A tendency to coups? Hybrid war? Economic war? Doesn’t exist. According to Bachelet, what is going on in Venezuela are just the Government’s violations of human rights. There is not a serious humanitarian or human rights crisis either in Haiti, Honduras, Guatemala, Colombia, Yemen, Somalia, Libya, Afghanistan, and Palestine occupied by Israel. Never any criticism of neoliberal policies sinking into misery millions of Argentinean and Brazilian citizens who had been taken to a decent standards of living under the governments of Cristina Fernandez and Luiz Inacio Lula da Silva, respectively —actions that represent mass violations to the economic, political and social rights of those populations. Neither the Trump Administration’s campaign of state terrorism against millions of migrants, his exacerbation of white supremacism, xenophobia, racism, and misogyny.
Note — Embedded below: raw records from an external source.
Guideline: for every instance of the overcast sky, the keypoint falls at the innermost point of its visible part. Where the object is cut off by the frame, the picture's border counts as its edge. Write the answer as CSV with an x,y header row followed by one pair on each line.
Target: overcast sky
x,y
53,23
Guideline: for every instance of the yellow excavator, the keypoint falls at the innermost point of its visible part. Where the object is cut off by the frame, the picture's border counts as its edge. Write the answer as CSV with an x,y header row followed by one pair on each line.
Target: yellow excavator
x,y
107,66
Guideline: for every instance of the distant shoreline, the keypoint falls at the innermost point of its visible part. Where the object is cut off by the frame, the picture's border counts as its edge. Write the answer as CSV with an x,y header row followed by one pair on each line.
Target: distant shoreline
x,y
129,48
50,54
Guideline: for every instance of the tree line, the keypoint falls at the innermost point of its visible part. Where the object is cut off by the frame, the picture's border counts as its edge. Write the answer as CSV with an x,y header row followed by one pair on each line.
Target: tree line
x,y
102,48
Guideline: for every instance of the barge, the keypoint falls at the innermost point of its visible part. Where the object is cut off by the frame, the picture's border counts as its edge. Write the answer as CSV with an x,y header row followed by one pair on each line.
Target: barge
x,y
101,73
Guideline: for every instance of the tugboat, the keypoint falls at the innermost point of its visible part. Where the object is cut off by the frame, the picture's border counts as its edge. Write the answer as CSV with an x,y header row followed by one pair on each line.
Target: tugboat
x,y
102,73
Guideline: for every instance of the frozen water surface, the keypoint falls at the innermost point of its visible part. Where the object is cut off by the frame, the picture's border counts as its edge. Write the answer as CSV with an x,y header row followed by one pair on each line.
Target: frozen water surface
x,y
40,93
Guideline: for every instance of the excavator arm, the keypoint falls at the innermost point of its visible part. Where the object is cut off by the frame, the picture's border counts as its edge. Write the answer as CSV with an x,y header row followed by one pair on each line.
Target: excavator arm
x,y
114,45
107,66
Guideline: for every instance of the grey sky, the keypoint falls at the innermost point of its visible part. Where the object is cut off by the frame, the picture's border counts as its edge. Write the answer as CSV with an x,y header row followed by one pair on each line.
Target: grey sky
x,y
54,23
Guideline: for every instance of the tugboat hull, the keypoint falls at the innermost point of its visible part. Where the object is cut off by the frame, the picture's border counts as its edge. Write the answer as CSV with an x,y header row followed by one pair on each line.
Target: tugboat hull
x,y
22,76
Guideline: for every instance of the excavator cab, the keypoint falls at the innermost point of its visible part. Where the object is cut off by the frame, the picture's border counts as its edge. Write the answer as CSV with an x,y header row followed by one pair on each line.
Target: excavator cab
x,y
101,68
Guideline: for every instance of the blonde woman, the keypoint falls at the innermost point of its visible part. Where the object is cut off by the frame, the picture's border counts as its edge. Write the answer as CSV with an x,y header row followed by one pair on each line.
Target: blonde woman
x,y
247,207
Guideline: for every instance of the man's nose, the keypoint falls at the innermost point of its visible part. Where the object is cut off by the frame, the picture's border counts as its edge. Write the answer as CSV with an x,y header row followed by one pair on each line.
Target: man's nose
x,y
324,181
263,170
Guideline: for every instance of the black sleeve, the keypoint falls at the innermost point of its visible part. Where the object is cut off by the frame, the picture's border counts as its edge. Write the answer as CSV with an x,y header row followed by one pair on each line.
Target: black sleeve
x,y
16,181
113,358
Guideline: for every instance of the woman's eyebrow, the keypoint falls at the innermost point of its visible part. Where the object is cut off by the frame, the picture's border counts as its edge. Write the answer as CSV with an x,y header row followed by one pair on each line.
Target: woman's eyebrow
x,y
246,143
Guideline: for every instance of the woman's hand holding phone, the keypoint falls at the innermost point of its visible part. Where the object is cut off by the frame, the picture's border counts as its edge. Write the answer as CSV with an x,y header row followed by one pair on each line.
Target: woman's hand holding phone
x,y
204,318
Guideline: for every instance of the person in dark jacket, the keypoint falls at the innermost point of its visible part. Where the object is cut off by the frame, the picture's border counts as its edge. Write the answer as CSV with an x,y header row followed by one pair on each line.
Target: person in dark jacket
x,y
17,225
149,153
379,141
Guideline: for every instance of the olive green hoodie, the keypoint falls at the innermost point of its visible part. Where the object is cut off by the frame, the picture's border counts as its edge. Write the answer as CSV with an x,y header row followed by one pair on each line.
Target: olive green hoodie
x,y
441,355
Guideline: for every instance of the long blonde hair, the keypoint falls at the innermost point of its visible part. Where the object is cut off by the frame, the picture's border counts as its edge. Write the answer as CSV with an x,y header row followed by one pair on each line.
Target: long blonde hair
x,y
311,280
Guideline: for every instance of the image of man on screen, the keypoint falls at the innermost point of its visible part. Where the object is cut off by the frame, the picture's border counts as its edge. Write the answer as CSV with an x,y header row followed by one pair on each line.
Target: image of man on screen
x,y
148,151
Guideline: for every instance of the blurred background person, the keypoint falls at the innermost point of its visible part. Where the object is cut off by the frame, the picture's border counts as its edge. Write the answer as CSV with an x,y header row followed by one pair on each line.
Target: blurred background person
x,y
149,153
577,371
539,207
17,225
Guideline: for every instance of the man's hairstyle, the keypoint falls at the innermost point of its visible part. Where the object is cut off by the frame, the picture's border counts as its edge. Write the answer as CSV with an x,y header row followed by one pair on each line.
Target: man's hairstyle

What country is Bachelet talking about? The one she is referring to in her report is not the one I’ve visited many times during the revolutionary period. It is not that of millions of people marching to support their government; not that of the large number of students at all educational levels; not that of health care programs through which Venezuelan and Cuban doctors turned health into a universal right; not that of equality among men and women or the acknowledgment of sexual diversity; not that with the least inequality in our continent according to the respected U.N. Economic Commission for Latin America and the Caribbean; not that with exemplary participatory and electoral democracy; not that with joyful and educated youth. It is not either the country with almost three million new decent homes.
I am not trying to sweeten reality, I do not hide either my militant commitment to the Bolivarian Revolution. But when it comes to investigating and describing a reality, the least you may have is observation and meticulous verification of the facts instead of imbalances or a completely discriminatory, unilateral, selective and biased exercise. Mistakes have been committed in Venezuela the same as in every revolutionary process. There is bureaucracy and corruption —any Chavista admits it and denounces it. The bourgeois state hinders the revolutionary advance and security agencies may carry out excesses which are investigated and frequently punished. But none of it can be analyzed unless taking into account the country’s subordination to the United States’ domination system, expressed in the model of rentier state and underdevelopment. Not even if it is ignored the ongoing war against the Bolivarian Revolution precisely because it has had achievements in transforming that reality in matters of sovereignty, social justice, human solidarity, broad democratic liberties and the real exercise of human rights —including economic achievements now veiled by the blockade.
How can Bachelet justify that not one of the 588 interviews in her report were carried out in Venezuela? What were she and her team doing for weeks in the country? How can she explain that the secretary who drafted the report is the same that did this task for the previous High Commissioner —Jordanian prince Zeid bin Ra’ad Zeid al-Hussein— who is strongly linked to repulsive OAS Secretary Luis Almagro and Leopoldo Lopez?
Reports and testimonies of 12 nongovernment organizations were excluded from Bachelet’s report according to Maria Eugenia Russian, chairwoman of Fundalatin, an NGO with Consultative Status to the United Nations Economic and Social Council.
The High Commissioner did not take into account for her report the papers drafted by two U.N. Independent Experts on the Promotion of a Democratic and Equitable International Order —Alfred de Zayas and Idriss Jazairy— who strongly condemned the economic sanctions against Venezuela blaming them for the hardship endured by the population.
The Bachelet report, in the end, seems to have been drafted by Almagro. Two peas in a pod.